Remembering Rusty Warren, Sexual Revolutionary in Song

Pianist, singer, and comedian Rusty Warren ’48, frequently called the "mother of the sexual revolution," passed away on May 25th at the age of 91. She studied piano at NEC and was mentored by Arthur Fiedler.

The Boston Globe celebrates her contribution to the cultural landscape thus:

Black and white photo of Rusty Warren in the 1960s. She is bending forward with her hands on her knees, wearing a glamorous dress and winking.

The woman behind the jewels and fashionable evening dresses grew up in Milton as Ilene Goldman. She appeared at the annual Tanglewood Music Festival under the direction of Arthur Fiedler when she was 19. She attended the New England Conservatory of Music before launching her career in Boston cocktail lounges. Warren, who was a lesbian, said her comedy developed from banter with patrons at the bars, which grew more popular than her piano sets. [...]

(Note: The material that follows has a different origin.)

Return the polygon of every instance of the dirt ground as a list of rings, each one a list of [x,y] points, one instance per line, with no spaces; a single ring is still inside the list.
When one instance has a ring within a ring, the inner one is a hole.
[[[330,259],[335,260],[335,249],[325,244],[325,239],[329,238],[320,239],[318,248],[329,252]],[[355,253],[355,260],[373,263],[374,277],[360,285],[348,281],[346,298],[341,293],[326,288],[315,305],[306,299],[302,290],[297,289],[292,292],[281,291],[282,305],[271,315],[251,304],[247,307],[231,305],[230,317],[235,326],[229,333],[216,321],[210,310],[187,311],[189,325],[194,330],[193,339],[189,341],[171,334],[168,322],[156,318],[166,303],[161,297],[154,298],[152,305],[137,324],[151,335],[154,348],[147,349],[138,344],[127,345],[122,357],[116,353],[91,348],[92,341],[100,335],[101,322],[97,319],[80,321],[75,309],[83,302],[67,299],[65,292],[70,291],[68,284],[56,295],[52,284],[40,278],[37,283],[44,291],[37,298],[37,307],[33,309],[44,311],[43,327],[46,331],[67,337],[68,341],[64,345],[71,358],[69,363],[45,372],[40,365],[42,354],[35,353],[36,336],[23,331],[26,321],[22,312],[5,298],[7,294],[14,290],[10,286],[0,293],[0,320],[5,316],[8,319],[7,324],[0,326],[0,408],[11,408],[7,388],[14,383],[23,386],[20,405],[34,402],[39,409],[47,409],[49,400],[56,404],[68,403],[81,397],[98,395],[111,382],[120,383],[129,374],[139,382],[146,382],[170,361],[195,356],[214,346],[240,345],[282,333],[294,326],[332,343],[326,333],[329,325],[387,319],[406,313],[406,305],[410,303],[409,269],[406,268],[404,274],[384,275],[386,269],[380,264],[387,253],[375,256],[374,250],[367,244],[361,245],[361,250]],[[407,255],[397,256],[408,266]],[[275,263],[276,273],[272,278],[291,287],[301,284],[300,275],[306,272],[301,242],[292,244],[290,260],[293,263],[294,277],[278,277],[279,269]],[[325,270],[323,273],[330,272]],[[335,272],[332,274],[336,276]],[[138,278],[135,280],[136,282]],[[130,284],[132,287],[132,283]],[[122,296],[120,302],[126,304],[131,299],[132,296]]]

More than a decade before Helen Reddy’s “I Am Woman” call to arms, Warren offered her protofeminist, anthem “Knockers Up!” In the song, she tells women to throw their shoulders back and lift their chests. Her bosom-forward approach was not offered as a means to entice men, it was a military-like show of female power. It became her most popular song; she was subsequently always introduced as “That knockers-up gal, Rusty Warren.”

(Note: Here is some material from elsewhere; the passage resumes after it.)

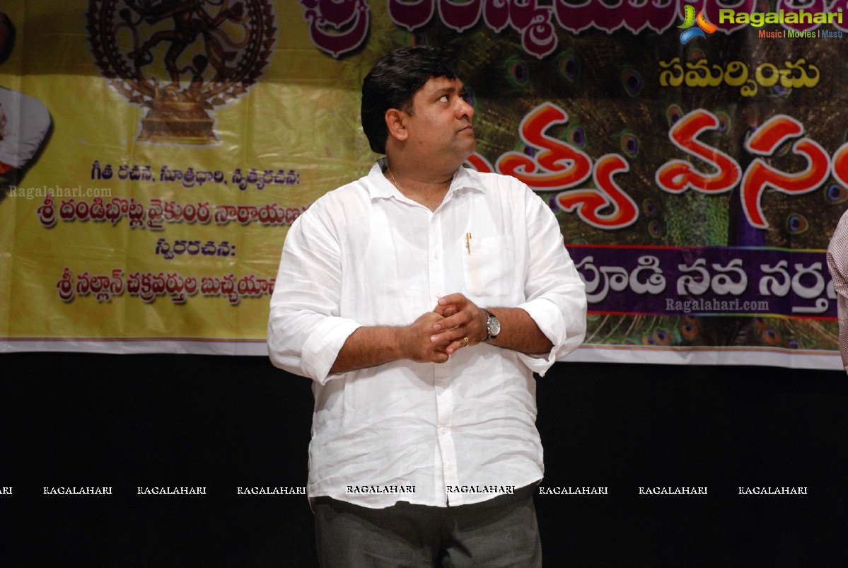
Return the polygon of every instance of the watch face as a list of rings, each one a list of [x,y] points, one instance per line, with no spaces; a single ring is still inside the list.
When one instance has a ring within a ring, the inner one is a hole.
[[[500,321],[493,314],[488,315],[488,321],[486,324],[486,327],[488,328],[488,336],[490,337],[497,337],[498,334],[500,333]]]

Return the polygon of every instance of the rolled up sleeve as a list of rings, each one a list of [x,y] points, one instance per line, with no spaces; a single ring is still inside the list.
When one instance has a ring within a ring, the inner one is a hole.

Her New York Times obituary chronicles her early transition from piano to comedy:

“I had this comedy streak in me that was constant since I was a young child,” Ms. Warren told Today’s Arizona Woman in 1983. “I would always open my mouth, and partially my foot was in it.”

After high school, she attended the New England Conservatory of Music, studying classical piano and voice and thinking she might become a teacher. But after graduating in the early 1950s, she started performing in nightclubs and bars. [...]

“Mostly I’d play the piano and I sang a little,” she said. “But every so often I would get a heckler, and I’d talk back to him, and people would start to laugh. And of course I liked that laughter much better than I did some of that applause, so I started to talk more, and to sing and to play less.”